Ce que ces chiffres disent du potentiel : environ 125 logements occupés par leur propriétaire, un bassin de travaux structuré autour de CC Ponthieu-Marquenterre, de l'ordre de 148 maisons individuelles. Ce volume ne préjuge d'aucune éligibilité individuelle : il indique seulement où se concentrent, à Le Titre, les situations où le scénario décrit sur cette page a le plus de chances d'être pertinent.
Maisons ou logements collectifs, la réponse technique diffère : à Le Titre, la part de maisons atteint 99 % du parc (148 logements). Pour un programme voté en assemblée générale, cela signifie que le calendrier de convocation et la majorité applicable conditionne la majorité des chantiers plutôt qu'une minorité de cas.
Même projet, aides très différentes : sur un programme voté en assemblée générale à Le Titre, l'aide varie de 4 000 € à 32 000 € selon la catégorie de ressources, avec 24 000 € pour un ménage modeste et 18 000 € pour un intermédiaire. Vérifier son RFR avant de comparer des devis évite bien des déconvenues.

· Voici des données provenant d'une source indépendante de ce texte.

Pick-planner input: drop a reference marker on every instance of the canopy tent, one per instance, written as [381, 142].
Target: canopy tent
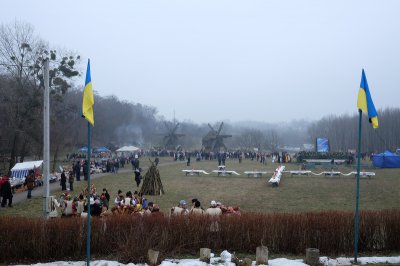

L'écueil le plus coûteux reste un audit trop ancien au moment du dépôt du dossier. Sa reprise après coup coûte couramment 10 à 20 % du poste, soit 41 250 € à 82 500 € sur le chiffrage retenu à Le Titre — un montant qui n'est jamais couvert une seconde fois par l'aide, déjà consommée.
Qui décide, et donc qui finance : 83 % de propriétaires occupants à Le Titre, soit environ 125 logements. Pour un programme voté en assemblée générale, cela signifie autant de dossiers décidables sans mandat de gestion, le solde relevant du parc locatif et donc d'un montage bailleur distinct.
Le rythme local de diagnostic se lit dans les chiffres publics : 193 DPE pour 1 000 résidences principales à Le Titre (29 au total). Ce niveau d'activité fixe les délais réels de un maître d'œuvre mandaté par le syndicat et donc la date de démarrage possible pour un programme voté en assemblée générale.
Le métré fait foi avant toute discussion de prix : à Le Titre, sur une base de 110 m² en zone H1a, un programme voté en assemblée générale représente de l'ordre de 25 lot principal. Multiplié par un prix unitaire de 9 000 à 24 000 €, on obtient une fourchette de 225 000 € à 600 000 € TTC, que le plafond d'assiette de 40 000 € HT vient ensuite borner.
Côté performance, un programme voté en assemblée générale pèse pour 35 à 55 % de la consommation totale. Sur la base conventionnelle appliquée à Le Titre en zone H1a, cela représente entre 9 609 et 15 100 kWh évités par an, soit 1 032 € à 1 622 € de facture en moins au tarif de référence 2026.